Obviamente, este filme não é dirigido a públicos ateus ou não-cristãos, pois assume como segura a ressurreição, a qual confirma a divindade de Jesus e dá cumprimento a todas as profecias em redor do messias aguardado pelo povo judeu. Todavia, apesar de um aroma subtil a proselitismo religioso implícito, não considero que seja um filme doloroso para o mais moderado dos ateus. A narrativa segue “a pari passu” os Actos dos Apóstolos, onde se faz o relato destes momentos entre a crucificação e a ascensão de Jesus ressuscitado ao Céu, em corpo e espírito. Sendo um bom conhecedor do texto e um católico devoto, estou razoavelmente satisfeito com a adaptação, que conta tudo da perspectiva dos romanos, e não dos cristãos.
Para um filme bíblico, é surpreendentemente discreto. Desde há alguns anos que os filmes de temática bíblica parecem ter abandonado qualquer pretensão épica, portanto não temos grandes efeitos e uma produção milionária. O director Kevin Reynolds procurou obter o maior realismo, e um retracto que parecesse autêntico e historicamente preciso. Louvo-lhe esse esforço e reconheço que, nesse campo, o filme tem méritos. Mesmo a figura de Jesus surge-nos despida de qualquer santidade óbvia durante a maior parte do tempo, e é a atitude dos seus seguidores que mais denuncia o seu impacto e estatuto. Os cenários e os figurinos são muito bons, não parecem baratos nem exagerados, e o recurso a filmagens em locais autênticos, em Espanha e Malta, aumenta a autenticidade. Nos pontos onde uma maior quantidade de dúvidas se levanta (por exemplo, a maneira exacta como crucificam Jesus), o filme procura seguir um retracto que seja realista e respeite o cânone oficial.
Joseph Fiennes fez um trabalho muito satisfatório como tribuno romano. O actor tem uma dose de charme que acentua o protagonismo e nos leva a segui-lo na sua busca. Ao seu lado, Tom Felton dá-nos um apoio bem-vindo e Peter Firth não nos decepciona no papel do infame governador Pilatos, procurando tornar a personagem num burocrata entediado, que procura cumprir a sua missão num canto particularmente espinhoso do Império. Cliff Curtis é um Jesus pacífico, sereno, carismático e magnético, mas particularmente humano e tangível. Antonio Gil, Maria Botto e Stewart Scudamore dão um contributo positivo no papel de algumas das figuras fundacionais do Cristianismo.

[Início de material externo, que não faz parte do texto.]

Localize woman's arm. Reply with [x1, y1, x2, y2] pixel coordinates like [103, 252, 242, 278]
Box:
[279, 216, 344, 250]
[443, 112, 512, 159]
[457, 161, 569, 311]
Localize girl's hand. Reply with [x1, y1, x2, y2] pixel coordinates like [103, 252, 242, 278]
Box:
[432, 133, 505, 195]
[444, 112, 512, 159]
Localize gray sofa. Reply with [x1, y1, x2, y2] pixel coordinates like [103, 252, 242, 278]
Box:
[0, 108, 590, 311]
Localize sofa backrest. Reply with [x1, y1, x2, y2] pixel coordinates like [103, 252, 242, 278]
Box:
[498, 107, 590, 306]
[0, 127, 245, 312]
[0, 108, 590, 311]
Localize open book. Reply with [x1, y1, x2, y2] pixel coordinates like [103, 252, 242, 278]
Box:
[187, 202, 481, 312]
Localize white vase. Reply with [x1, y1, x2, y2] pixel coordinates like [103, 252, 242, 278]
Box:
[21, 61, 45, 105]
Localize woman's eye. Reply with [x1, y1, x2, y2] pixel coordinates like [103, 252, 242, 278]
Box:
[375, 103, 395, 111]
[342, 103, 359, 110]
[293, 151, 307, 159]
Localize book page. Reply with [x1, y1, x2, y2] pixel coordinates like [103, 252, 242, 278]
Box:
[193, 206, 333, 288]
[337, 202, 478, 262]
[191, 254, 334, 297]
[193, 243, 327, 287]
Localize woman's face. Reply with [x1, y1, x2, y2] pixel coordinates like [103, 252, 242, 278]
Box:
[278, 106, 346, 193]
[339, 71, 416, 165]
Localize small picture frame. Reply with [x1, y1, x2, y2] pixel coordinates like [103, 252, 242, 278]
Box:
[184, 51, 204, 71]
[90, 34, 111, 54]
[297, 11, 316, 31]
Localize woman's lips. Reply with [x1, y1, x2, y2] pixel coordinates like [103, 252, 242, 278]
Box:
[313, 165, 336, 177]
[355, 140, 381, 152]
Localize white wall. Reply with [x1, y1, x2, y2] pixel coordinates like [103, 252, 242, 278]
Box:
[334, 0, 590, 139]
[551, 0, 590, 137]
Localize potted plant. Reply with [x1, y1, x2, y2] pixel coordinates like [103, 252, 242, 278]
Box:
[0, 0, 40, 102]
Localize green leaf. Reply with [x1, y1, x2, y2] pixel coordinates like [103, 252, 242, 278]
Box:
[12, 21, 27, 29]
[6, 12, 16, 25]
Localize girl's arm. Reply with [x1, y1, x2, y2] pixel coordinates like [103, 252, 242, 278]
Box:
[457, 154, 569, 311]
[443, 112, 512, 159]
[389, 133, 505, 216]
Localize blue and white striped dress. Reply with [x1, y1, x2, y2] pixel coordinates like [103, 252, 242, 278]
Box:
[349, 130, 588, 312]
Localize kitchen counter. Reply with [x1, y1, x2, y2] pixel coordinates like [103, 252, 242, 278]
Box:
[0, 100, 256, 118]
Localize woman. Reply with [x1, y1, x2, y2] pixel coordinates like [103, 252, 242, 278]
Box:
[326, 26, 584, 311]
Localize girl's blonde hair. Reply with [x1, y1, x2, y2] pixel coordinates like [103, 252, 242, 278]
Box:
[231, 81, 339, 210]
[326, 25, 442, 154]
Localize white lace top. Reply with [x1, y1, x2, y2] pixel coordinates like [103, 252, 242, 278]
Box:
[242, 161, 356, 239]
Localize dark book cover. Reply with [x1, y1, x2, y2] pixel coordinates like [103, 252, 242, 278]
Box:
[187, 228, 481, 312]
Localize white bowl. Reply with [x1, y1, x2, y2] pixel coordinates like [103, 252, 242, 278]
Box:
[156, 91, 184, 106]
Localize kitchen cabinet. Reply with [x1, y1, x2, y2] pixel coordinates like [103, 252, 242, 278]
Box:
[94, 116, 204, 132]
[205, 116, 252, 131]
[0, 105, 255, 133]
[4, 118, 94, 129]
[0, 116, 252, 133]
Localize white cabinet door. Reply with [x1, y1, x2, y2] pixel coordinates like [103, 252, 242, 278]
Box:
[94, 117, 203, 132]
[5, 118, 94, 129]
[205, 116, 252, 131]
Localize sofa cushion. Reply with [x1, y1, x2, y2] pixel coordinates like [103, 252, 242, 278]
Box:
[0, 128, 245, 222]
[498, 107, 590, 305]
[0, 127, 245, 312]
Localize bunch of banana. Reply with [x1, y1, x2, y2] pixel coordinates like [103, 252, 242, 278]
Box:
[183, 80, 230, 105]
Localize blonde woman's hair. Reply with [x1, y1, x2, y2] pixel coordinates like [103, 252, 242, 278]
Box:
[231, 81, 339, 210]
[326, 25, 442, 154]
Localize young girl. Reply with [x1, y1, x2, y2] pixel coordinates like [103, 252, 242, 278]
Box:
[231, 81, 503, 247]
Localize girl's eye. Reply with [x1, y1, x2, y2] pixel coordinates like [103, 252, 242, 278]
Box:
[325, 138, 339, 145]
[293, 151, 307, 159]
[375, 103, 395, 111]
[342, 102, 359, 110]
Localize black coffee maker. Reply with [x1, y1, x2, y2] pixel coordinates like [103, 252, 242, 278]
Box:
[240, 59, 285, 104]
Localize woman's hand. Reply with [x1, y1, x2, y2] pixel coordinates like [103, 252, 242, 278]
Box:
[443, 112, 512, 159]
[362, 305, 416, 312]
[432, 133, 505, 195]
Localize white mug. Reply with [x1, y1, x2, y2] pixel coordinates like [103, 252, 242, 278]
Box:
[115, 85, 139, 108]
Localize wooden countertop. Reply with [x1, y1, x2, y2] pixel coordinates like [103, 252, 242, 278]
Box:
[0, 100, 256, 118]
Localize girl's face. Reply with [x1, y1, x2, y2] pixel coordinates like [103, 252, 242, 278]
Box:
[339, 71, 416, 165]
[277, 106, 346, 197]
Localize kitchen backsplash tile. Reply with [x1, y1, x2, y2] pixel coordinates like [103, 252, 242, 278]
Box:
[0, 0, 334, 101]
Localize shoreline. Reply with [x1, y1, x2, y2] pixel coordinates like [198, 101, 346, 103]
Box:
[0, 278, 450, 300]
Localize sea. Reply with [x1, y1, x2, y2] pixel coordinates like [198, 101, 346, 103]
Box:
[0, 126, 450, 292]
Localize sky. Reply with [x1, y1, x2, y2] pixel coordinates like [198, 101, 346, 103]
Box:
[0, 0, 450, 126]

Surpreendentemente, o filme não vingou a longo prazo: foi um sucesso moderado tanto na bilheteira quanto na versão física, e recebeu críticas razoavelmente positivas…, mas sendo um filme de 2016, é surpreendente que não tenha tido qualquer visibilidade na Europa e hoje seja, virtualmente, desconhecido da generalidade do público europeu. Acho que, sem ser memorável, ainda tem qualidades que justificam a repescagem hoje em dia.